There are several points where the email address data shows up:
- the report view
- the supersearch API
- the raw crash API
In all of these cases, the user needs to be logged in and have PII permissions so we always know who's accessing the field.
The first two are in the webapp. Travis suggested hiding the email address data behind a click-wall. Clicking on the click-wall logs the event, then shows the email address to the user. We have a very limited set of users, so we could (ab)use Grafana for raw counts (who looked, when). We could create a db table and toss an entry in there and get more detailed information (who looked, which crashid, when).
The second two are in the API. With the supersearch API, the user has to explicitly include the email field in the list of columns/facets to get back. We can record an event based on whether "email" is in the requested columns/facets. Earlier, I was concerned that the Crash Stats site itself uses the supersearch API a lot, but I think recording those cases as well is the right thing to do. Do we want to log an event that the user requested the email field? Do we want to log an event for each crash id the user saw?

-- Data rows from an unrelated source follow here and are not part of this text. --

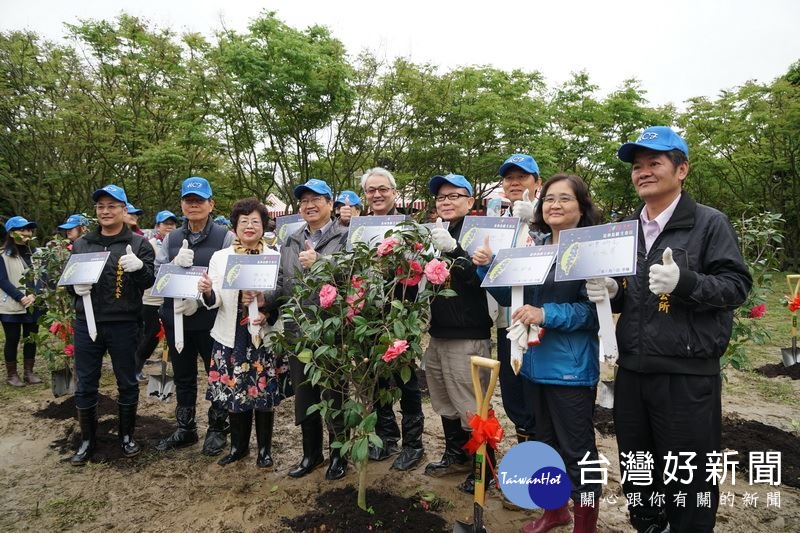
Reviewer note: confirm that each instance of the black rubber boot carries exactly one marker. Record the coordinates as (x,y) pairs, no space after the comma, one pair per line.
(185,434)
(312,447)
(217,434)
(127,423)
(412,452)
(455,459)
(241,427)
(87,419)
(265,421)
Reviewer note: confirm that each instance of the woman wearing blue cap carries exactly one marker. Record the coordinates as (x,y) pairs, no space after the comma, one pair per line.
(16,311)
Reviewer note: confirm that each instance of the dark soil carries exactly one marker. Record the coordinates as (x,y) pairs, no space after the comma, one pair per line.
(336,511)
(743,436)
(777,369)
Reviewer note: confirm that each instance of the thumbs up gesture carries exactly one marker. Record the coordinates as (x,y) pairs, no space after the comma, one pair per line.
(441,238)
(308,256)
(129,262)
(185,257)
(483,255)
(524,209)
(664,278)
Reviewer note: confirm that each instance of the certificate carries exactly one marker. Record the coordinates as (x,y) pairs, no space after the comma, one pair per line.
(520,266)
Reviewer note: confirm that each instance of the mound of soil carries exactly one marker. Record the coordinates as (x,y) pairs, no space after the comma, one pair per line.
(336,511)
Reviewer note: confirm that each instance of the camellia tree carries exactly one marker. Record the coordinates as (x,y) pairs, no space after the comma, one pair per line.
(373,307)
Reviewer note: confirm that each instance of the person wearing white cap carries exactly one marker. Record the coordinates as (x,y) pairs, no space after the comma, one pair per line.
(16,300)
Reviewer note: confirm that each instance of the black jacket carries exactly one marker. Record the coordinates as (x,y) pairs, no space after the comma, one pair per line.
(685,332)
(117,295)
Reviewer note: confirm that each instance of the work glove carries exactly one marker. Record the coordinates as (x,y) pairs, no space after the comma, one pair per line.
(664,278)
(185,257)
(441,238)
(186,307)
(129,262)
(524,209)
(595,289)
(82,289)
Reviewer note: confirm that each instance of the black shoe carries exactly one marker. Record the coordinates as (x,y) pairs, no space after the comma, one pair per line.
(312,447)
(127,423)
(217,434)
(87,419)
(185,434)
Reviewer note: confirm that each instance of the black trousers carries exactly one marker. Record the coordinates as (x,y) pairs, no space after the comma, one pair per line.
(564,422)
(184,364)
(516,391)
(669,414)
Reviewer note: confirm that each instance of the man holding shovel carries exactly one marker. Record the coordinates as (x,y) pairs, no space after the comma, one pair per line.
(675,324)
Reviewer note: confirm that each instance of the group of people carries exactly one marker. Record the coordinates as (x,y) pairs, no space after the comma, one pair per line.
(675,322)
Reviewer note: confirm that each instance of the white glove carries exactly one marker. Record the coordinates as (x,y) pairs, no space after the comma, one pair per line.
(185,257)
(441,238)
(129,262)
(186,307)
(82,289)
(664,278)
(596,289)
(524,208)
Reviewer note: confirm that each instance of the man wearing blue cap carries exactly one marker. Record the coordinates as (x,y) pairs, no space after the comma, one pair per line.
(319,237)
(675,324)
(116,302)
(460,326)
(193,244)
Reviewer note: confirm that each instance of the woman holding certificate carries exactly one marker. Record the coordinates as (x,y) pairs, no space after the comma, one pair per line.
(564,365)
(244,371)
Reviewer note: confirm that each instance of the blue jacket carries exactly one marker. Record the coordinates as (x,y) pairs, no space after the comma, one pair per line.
(569,353)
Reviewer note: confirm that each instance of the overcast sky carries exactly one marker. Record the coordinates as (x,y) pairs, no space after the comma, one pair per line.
(677,49)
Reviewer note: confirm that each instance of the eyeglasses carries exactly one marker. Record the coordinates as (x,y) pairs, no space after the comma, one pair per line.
(550,199)
(453,196)
(381,190)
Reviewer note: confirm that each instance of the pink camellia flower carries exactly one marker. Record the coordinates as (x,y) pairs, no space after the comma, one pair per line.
(414,275)
(327,295)
(436,271)
(387,245)
(394,350)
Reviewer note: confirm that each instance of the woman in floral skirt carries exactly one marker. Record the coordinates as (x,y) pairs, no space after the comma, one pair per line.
(244,371)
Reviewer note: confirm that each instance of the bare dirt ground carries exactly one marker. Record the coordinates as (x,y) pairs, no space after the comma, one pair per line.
(185,491)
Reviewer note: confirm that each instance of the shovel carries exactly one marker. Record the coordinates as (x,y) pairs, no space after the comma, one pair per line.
(482,403)
(160,385)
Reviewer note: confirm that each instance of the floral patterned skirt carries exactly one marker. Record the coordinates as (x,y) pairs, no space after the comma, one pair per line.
(244,377)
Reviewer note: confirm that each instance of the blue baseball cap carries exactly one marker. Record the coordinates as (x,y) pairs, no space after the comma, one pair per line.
(73,221)
(19,222)
(163,216)
(117,193)
(658,138)
(347,195)
(524,162)
(456,180)
(313,185)
(196,185)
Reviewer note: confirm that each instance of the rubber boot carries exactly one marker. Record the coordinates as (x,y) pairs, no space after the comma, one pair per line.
(241,427)
(127,423)
(87,420)
(13,377)
(217,433)
(549,520)
(265,420)
(455,459)
(185,434)
(412,452)
(28,374)
(586,518)
(312,447)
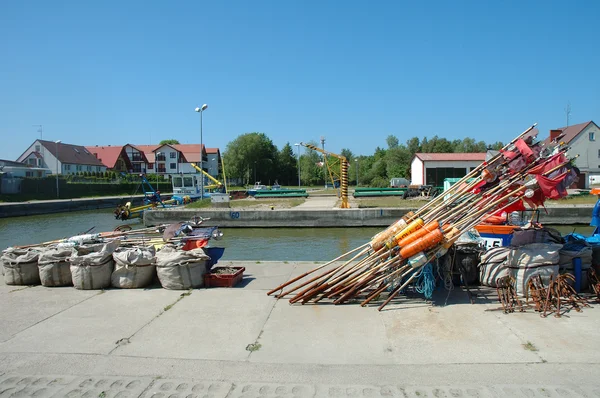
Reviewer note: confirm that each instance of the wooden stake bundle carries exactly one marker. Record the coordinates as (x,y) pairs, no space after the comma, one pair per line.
(399,252)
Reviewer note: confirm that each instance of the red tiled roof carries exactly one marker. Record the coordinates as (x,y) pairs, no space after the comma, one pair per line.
(73,154)
(108,155)
(570,132)
(451,156)
(148,151)
(191,152)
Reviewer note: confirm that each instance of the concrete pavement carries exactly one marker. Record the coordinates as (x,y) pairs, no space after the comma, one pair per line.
(239,342)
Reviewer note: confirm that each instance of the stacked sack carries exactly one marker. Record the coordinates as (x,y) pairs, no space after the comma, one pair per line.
(533,259)
(180,270)
(20,266)
(92,265)
(54,267)
(134,267)
(493,266)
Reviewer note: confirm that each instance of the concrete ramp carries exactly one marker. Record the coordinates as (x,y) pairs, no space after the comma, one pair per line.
(319,202)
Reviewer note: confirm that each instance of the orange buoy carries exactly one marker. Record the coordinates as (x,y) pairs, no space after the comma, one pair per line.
(424,243)
(430,226)
(378,241)
(410,228)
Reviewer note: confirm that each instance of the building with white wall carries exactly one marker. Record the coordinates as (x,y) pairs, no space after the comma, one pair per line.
(583,139)
(61,158)
(433,168)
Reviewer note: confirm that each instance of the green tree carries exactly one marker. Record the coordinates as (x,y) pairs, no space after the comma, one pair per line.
(250,155)
(169,142)
(288,168)
(392,141)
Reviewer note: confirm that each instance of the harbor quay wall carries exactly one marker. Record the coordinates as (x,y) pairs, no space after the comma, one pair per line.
(15,209)
(375,217)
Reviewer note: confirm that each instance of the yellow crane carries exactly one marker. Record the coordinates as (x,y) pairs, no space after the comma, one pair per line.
(332,165)
(217,183)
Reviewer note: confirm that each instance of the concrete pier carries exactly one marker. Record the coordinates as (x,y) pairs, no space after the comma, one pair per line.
(307,217)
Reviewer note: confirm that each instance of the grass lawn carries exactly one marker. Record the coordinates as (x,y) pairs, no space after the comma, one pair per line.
(575,200)
(250,203)
(390,201)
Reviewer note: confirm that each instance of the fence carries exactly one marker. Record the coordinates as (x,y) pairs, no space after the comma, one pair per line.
(10,185)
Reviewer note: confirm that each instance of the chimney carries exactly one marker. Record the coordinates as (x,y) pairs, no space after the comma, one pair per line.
(554,134)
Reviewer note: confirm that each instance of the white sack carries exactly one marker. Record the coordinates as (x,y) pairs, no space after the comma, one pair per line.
(134,268)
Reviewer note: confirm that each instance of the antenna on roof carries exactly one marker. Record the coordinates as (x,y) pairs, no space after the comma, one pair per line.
(568,112)
(40,130)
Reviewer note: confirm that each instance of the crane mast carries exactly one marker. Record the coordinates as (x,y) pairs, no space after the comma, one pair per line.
(334,175)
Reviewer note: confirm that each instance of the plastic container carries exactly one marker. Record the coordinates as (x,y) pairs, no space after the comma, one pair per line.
(224,280)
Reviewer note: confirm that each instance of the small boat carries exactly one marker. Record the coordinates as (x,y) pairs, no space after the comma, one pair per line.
(257,187)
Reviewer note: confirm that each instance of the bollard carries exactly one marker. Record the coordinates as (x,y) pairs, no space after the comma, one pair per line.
(577,272)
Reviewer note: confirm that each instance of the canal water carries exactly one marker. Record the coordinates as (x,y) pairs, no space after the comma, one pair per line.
(255,244)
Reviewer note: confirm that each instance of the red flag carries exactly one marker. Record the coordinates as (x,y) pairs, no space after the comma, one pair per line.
(477,187)
(549,164)
(517,206)
(549,186)
(536,200)
(525,150)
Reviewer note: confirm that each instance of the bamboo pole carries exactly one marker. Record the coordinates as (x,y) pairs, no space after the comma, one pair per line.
(315,270)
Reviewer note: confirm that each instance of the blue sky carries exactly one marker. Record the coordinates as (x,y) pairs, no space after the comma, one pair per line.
(116,72)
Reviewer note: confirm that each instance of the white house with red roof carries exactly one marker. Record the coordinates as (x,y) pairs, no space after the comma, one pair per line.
(433,168)
(158,159)
(583,139)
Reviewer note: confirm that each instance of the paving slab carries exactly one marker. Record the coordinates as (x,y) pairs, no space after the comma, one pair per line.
(164,388)
(575,333)
(92,326)
(324,334)
(458,333)
(214,323)
(144,387)
(22,307)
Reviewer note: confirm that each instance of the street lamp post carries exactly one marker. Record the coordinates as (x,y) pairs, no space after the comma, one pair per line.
(156,168)
(298,151)
(201,109)
(56,143)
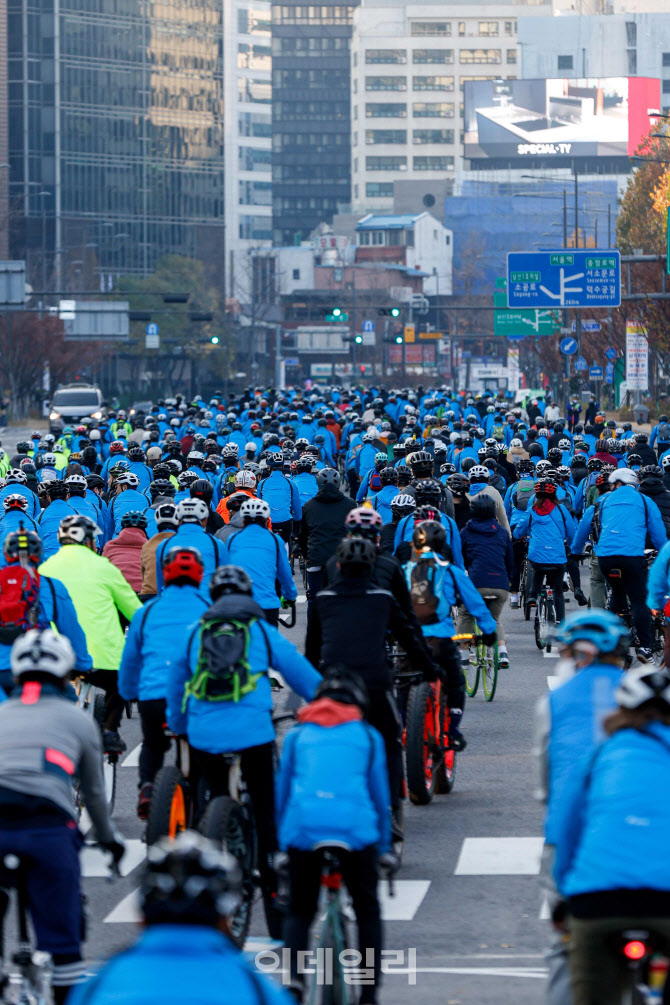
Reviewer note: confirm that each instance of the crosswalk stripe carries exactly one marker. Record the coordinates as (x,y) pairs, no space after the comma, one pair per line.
(133,759)
(95,861)
(503,856)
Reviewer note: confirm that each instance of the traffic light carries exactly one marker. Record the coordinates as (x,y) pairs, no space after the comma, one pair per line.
(337,315)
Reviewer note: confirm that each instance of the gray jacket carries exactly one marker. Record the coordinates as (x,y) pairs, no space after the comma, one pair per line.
(45,747)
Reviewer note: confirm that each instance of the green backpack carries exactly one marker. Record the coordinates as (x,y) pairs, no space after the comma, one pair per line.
(223,671)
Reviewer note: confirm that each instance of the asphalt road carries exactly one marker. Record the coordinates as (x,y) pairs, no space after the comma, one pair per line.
(467,896)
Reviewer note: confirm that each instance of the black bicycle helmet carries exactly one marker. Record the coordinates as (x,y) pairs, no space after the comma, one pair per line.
(229,579)
(341,684)
(357,555)
(188,879)
(482,507)
(429,534)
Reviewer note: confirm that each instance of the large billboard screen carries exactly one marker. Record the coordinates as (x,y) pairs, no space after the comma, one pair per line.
(524,120)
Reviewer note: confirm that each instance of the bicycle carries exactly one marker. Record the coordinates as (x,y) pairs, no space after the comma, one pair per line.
(91,699)
(330,986)
(545,618)
(483,664)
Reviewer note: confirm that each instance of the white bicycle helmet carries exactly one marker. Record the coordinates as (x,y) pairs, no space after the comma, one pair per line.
(254,509)
(128,478)
(245,479)
(15,476)
(623,476)
(641,684)
(192,511)
(44,650)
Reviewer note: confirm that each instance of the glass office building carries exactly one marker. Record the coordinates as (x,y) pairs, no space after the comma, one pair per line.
(311,168)
(116,136)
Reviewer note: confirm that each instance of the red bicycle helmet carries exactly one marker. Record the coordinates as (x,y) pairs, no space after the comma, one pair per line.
(183,564)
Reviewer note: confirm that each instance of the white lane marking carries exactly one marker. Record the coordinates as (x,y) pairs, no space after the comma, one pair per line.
(401,908)
(502,856)
(95,861)
(127,911)
(133,759)
(409,895)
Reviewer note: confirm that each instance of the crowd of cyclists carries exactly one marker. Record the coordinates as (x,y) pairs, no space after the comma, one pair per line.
(152,557)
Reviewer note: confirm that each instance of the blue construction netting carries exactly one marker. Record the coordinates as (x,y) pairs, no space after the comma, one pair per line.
(491,218)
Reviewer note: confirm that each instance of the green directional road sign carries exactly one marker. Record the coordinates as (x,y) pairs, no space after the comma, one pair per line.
(514,324)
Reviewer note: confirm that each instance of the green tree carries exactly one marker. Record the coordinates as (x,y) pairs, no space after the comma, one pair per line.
(642,216)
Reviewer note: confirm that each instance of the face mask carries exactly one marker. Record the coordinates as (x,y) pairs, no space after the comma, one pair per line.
(566,668)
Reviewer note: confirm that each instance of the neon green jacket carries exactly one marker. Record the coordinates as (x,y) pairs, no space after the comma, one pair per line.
(97,591)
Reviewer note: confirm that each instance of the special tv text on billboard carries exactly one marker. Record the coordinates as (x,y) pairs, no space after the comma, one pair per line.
(560,118)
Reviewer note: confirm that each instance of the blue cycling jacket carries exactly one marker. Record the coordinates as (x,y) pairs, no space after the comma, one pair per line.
(224,727)
(149,647)
(161,967)
(262,555)
(332,784)
(282,497)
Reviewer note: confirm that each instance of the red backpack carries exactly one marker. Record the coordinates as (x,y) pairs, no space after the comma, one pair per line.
(19,602)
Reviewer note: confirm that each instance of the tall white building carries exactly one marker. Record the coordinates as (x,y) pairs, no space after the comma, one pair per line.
(409,65)
(247,67)
(633,44)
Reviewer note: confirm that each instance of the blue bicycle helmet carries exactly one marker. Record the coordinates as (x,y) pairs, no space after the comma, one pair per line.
(603,628)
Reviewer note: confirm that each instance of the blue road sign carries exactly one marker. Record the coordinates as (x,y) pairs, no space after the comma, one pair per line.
(588,326)
(564,279)
(569,346)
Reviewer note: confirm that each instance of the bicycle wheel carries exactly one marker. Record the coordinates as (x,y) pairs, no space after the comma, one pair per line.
(226,823)
(170,810)
(489,676)
(445,773)
(337,992)
(421,744)
(471,674)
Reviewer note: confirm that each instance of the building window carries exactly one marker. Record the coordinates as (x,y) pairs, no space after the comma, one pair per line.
(433,163)
(480,56)
(433,110)
(386,55)
(386,110)
(386,83)
(386,164)
(386,136)
(379,190)
(433,83)
(420,136)
(433,55)
(431,28)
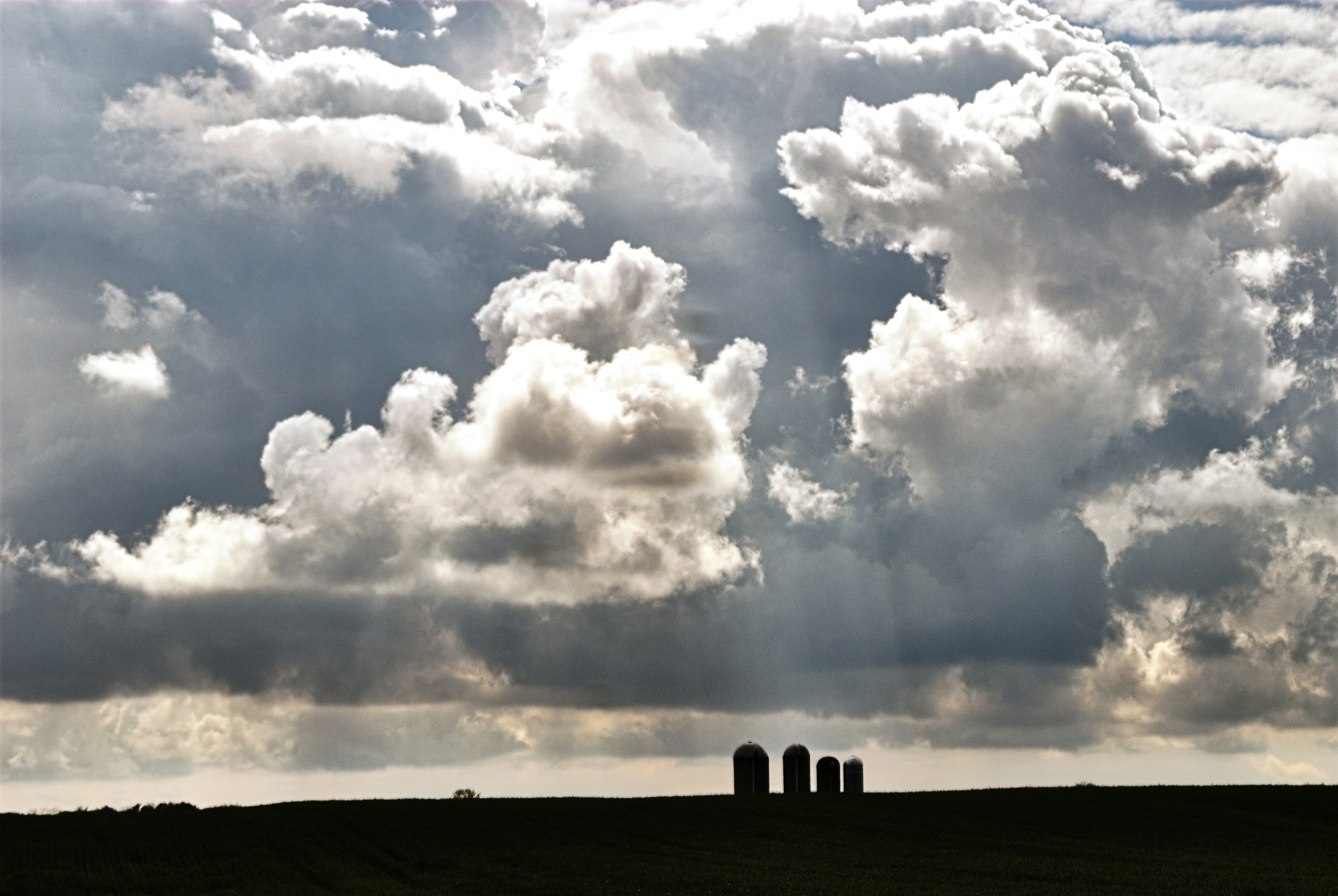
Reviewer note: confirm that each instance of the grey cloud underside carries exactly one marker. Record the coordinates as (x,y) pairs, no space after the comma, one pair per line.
(989,611)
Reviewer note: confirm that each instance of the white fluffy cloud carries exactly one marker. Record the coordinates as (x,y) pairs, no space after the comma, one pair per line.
(1028,366)
(320,107)
(1265,69)
(569,475)
(802,498)
(127,372)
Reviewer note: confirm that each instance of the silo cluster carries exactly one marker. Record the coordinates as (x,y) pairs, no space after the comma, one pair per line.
(753,772)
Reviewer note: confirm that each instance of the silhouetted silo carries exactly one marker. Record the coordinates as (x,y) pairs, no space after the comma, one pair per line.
(854,773)
(794,765)
(753,769)
(828,775)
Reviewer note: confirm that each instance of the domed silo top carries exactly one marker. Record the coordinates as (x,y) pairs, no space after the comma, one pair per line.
(753,769)
(853,771)
(795,769)
(749,750)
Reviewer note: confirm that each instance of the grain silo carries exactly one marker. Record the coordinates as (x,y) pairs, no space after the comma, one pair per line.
(828,775)
(794,765)
(753,769)
(854,773)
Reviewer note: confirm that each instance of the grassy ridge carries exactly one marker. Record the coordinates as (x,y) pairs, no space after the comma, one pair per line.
(1039,840)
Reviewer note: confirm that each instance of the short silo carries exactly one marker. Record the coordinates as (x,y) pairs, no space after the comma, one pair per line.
(854,775)
(753,769)
(828,775)
(794,764)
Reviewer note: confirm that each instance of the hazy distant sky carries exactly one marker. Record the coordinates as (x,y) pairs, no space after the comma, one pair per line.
(546,399)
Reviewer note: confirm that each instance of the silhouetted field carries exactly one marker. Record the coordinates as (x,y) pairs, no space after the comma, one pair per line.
(1037,840)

The raw crash API always returns the email address. Since the user isn't explicitly signaling they plan to look at the email address, I think we should record a different maybe-used event so we can differentiate.
So rough scope of work:
- half-week: figure out how we want to capture events and implement how to get the data in for recording and how to get the data back out again for analysis
- 2 days: implement the click-wall in the report view
- 1 day (may not need to do this): implement the click-wall in supersearch
- 1 day: implement event recording in the supersearch API (need to make sure using supersearch doesn't double-count)
- 1 day: implement event recording in raw crash API
My rough estimate is 1-2 weeks of work to implement email data usage tracking.